No faltó poesía de los más destacados vates del Estado, entre los cuales figuraba, por supuesto, el renombrado poeta y músico y actor Enrique Soria. Sin embargo su poema no fue el premiado en el concurso sindical, sino el de una oscura pero genial escritora: Luz Soledad Ferreira Perfecta Soria, por la poesía Cuando escucho la voz del Soriatorl0:

Cuando escucho la voz del Soriator siento una cosa entre las piernas.

Es como una avenida de soretáceos que montasen guardia como esfinges.

¡Oh Soriator!: cuando te miro me parece que por el culitólido me entrase una gran caquélida, que me penetrara toda, y llego al orgón mustio.

Otras, por mi vulvúcea penetras y mi árida matriz matrizdrida se llena de tu mierdísida metafísica.

He tenido asi, gracias a ti,

hasta ocho fetáceos de bastante bosta.

¡Ven! ¡Ven pronto Señor Soriator y escatológame encima con tu gicoca, escatógame con tu logicaco y metolocaga con tu escocagi!

Ser o estar. Ésta es la cuestión.

La poetisa Luz Soledad Ferreira Perfecta Soria se suicidó a los treinta y cinco años ingiriendo una sobredosís de yogur, absolutamente enamorada del Soriator, quien llegó demasiado tarde a enterarse del amor que se le dispensaba.

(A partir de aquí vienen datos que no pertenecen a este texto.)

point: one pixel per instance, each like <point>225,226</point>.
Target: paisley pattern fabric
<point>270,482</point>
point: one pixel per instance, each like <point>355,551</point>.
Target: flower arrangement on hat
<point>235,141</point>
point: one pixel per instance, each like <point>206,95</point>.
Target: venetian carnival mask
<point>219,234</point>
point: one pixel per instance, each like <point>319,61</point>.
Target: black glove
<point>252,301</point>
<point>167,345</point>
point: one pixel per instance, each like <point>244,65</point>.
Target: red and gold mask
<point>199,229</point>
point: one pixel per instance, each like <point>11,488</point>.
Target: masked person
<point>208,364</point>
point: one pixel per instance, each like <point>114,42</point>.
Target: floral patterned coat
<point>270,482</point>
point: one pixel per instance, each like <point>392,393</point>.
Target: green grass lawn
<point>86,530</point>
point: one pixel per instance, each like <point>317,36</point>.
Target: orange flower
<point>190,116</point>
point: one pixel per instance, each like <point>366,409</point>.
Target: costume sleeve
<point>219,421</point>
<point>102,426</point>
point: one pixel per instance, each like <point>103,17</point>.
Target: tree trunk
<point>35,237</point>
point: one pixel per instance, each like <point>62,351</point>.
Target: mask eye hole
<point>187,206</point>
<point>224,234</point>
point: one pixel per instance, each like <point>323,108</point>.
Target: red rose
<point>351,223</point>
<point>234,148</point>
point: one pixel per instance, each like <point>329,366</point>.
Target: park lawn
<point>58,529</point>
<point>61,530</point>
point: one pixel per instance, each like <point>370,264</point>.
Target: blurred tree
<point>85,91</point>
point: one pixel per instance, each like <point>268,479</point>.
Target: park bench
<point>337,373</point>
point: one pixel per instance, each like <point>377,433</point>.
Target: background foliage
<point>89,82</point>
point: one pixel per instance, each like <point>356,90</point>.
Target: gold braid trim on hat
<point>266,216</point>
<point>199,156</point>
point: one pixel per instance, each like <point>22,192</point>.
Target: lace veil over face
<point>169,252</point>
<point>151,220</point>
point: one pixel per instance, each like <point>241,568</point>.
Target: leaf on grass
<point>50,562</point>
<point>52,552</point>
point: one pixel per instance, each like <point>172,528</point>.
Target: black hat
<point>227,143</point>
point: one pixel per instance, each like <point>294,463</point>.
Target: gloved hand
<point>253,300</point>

Dejó una carta escrita con frases muy dolientes explicando los motivos de su suicidio, alegando no poder soportar más tiempo ese amor imposible. ¡Si esta tontuela hubiese sabido que el Soriator toda la vida había buscado una mujer que se dejase hacer caca encima sin protestar! Qué ganga se perdió el Soriator: alguien que no sólo le toleraría el vicio sino además con gusto, orgasmo y todo.

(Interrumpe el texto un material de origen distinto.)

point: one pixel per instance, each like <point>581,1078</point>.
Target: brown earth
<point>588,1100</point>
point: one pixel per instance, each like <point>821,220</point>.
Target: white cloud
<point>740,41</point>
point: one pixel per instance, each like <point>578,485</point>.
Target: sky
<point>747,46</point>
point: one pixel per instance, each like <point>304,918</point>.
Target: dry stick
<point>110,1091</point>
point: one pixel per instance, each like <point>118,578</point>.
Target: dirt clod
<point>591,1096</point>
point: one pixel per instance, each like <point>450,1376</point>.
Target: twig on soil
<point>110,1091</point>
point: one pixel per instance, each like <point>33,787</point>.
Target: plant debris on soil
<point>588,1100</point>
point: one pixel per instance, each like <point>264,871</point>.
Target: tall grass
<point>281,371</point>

El Soria Soriator dedujo que algún mago tecnócrata, altamente maléfico, la debía haber manijeado para que ella se suicidase, haciéndole creer que el suyo era un amor imposible. Lleno de odio prometió vengarse y anotó esta frustración en la larga cuenta pendiente que tenía para cobrarle a su enemigo el Monitor. Con el pelo bien cortito y ojos redondos se sentaba en el piso de su cámara secreta, para dedicarse todos los días a odiarlo diez minutos. «Moríte, moríte, hijo de puta. Moríte». Ni siquiera se tomó la molestia de averiguar en el astral —mediante sus magos— si el Monitor tenía o no que ver con la muerte de la chica. Lo odiaba y listo.